"Yes," said Presbury amiably. "It's nothing like yours was. He's so rich he doesn't know what to do with his income. He owns mines scattered all over the world. And if they all failed, he's got bundles of railway stocks and bonds, and gilt-edged trust stocks, too. And he's a comparatively young man—hardly fifty, I should say. He pretends to be forty."

"It's strange I never heard of him," said Mrs. Presbury.

"If you went to South America or South Africa or Alaska, you'd hear of him," said Presbury. He laughed. "And I guess you'd hear some pretty dreadful things. When I knew him twenty-five years ago he had just been arrested for forging my father's name to a check. But he got out of that—and it's all past and gone. Probably he hasn't committed any worse crimes than have most of our big rich men. Bill's handicap has been that he hadn't much education or any swell relatives. But he's a genius at money-making." Presbury looked at Mildred with a grin. "And he's just the husband for Mildred. She can't afford to be too particular. Somebody's got to support her. I can't and won't, and she can't support herself."

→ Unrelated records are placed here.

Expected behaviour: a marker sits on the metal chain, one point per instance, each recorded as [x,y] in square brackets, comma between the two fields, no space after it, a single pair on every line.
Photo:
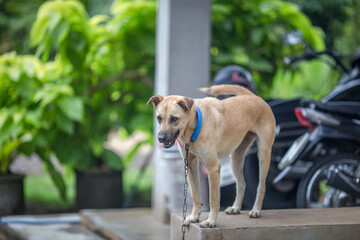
[186,164]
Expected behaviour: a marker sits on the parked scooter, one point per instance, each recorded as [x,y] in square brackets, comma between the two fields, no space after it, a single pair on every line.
[290,169]
[330,149]
[333,147]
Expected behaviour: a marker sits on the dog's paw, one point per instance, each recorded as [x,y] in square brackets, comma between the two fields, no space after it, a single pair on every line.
[254,214]
[232,210]
[191,219]
[207,224]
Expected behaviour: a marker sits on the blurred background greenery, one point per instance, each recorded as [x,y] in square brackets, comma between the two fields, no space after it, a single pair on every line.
[72,71]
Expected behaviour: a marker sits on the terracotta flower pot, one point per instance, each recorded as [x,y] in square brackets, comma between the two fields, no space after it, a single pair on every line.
[99,189]
[11,194]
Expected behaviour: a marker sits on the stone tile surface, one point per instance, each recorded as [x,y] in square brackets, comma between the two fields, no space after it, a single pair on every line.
[60,230]
[340,223]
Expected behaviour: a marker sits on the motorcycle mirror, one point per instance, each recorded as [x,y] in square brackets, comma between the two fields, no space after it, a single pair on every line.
[292,38]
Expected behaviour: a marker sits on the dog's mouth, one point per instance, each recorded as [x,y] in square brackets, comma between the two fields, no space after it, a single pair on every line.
[171,143]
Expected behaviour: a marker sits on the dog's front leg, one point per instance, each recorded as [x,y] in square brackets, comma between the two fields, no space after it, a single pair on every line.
[214,185]
[194,180]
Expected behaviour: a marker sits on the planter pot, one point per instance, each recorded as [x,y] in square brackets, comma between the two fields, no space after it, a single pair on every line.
[99,189]
[11,194]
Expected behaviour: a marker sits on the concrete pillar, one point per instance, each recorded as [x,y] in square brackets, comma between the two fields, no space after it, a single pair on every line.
[182,64]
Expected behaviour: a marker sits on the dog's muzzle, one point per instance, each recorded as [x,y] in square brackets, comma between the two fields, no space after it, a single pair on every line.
[168,139]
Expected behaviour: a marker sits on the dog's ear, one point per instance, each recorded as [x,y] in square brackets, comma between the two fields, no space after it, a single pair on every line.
[155,100]
[186,104]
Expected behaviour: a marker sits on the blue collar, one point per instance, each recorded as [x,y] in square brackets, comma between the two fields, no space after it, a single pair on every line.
[198,124]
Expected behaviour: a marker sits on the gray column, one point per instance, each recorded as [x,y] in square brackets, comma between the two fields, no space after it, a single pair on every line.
[182,64]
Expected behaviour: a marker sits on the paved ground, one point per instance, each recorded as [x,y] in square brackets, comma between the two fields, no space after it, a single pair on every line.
[45,227]
[139,224]
[294,224]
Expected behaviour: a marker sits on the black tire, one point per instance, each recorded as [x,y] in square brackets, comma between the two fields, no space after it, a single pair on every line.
[314,175]
[274,199]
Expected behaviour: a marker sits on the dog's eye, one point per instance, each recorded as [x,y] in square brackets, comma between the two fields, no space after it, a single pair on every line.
[173,119]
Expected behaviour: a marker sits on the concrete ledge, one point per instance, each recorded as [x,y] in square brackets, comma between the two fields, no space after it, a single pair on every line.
[125,224]
[295,224]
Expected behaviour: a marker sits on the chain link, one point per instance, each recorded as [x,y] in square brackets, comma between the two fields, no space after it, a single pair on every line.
[186,164]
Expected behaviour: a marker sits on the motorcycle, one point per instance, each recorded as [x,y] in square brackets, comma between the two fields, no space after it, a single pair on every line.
[332,146]
[291,182]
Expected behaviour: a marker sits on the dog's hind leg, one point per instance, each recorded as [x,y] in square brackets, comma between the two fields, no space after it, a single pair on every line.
[237,164]
[194,180]
[264,140]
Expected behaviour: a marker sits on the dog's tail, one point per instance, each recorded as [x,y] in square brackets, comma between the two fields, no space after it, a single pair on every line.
[226,89]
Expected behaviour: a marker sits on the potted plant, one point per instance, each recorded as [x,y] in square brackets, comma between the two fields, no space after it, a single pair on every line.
[108,70]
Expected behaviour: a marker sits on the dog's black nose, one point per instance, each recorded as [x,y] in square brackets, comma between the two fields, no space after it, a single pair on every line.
[162,137]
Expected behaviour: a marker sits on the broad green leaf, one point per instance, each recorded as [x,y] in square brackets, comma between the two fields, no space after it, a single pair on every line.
[14,73]
[64,124]
[112,160]
[72,107]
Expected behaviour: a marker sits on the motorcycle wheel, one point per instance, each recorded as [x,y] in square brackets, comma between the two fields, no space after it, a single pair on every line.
[275,198]
[313,191]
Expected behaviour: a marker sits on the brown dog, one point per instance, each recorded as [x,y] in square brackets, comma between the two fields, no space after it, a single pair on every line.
[229,126]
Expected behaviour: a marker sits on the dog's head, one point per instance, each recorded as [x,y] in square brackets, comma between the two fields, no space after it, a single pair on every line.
[173,115]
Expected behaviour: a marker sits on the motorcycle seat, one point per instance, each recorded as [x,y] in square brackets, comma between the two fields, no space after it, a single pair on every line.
[348,108]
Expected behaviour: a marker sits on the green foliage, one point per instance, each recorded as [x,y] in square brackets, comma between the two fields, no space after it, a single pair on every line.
[248,33]
[108,62]
[333,18]
[312,79]
[30,96]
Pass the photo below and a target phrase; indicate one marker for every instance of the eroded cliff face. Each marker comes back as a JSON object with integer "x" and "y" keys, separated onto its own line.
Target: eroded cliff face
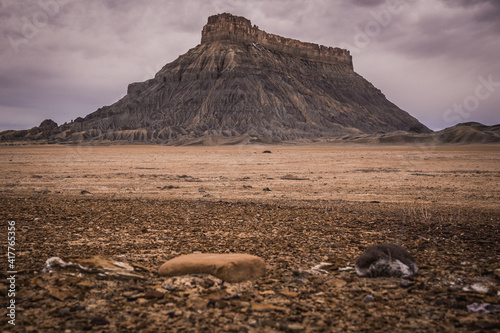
{"x": 226, "y": 27}
{"x": 242, "y": 84}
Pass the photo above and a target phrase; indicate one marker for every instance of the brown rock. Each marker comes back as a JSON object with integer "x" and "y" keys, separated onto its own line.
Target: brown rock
{"x": 386, "y": 260}
{"x": 227, "y": 267}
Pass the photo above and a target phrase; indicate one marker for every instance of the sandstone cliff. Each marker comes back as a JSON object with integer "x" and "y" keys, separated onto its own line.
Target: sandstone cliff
{"x": 241, "y": 84}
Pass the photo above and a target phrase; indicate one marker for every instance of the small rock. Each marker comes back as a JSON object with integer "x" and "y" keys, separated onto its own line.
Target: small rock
{"x": 369, "y": 299}
{"x": 227, "y": 267}
{"x": 483, "y": 308}
{"x": 64, "y": 312}
{"x": 196, "y": 303}
{"x": 295, "y": 327}
{"x": 406, "y": 283}
{"x": 98, "y": 321}
{"x": 386, "y": 260}
{"x": 152, "y": 294}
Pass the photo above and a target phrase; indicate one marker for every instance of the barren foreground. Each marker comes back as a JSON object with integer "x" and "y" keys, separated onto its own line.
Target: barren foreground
{"x": 295, "y": 207}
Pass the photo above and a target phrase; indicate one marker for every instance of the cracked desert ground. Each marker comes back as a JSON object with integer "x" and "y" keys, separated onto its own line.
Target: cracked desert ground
{"x": 294, "y": 206}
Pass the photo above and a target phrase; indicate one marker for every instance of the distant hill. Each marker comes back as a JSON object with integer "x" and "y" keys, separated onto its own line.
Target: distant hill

"You'll go—won't you, Mildred?" said her mother. "He may not be so bad."

"Yes, I'll go," said Mildred. Her gaze was upon the untouched food on her plate.

"Of course she'll go," said Presbury. "And she'll marry him if she can. Won't you, miss?"

He spoke in his amiably insulting way—as distinguished from the way of savagely sneering insult he usually took with her. He expected no reply. She surprised him. She lifted her tragic eyes and looked fixedly at him. She said:

"Yes, I'll go. And I'll marry him if I can."

"I told him he could have you," said Presbury. "I explained to him that you were a rare specimen of the perfect lady—just what he wanted—and that you, and all your family, would be grateful to anybody who would undertake your support."

Mrs. Presbury flushed angrily. "You've made it perfectly useless for her to go!" she cried.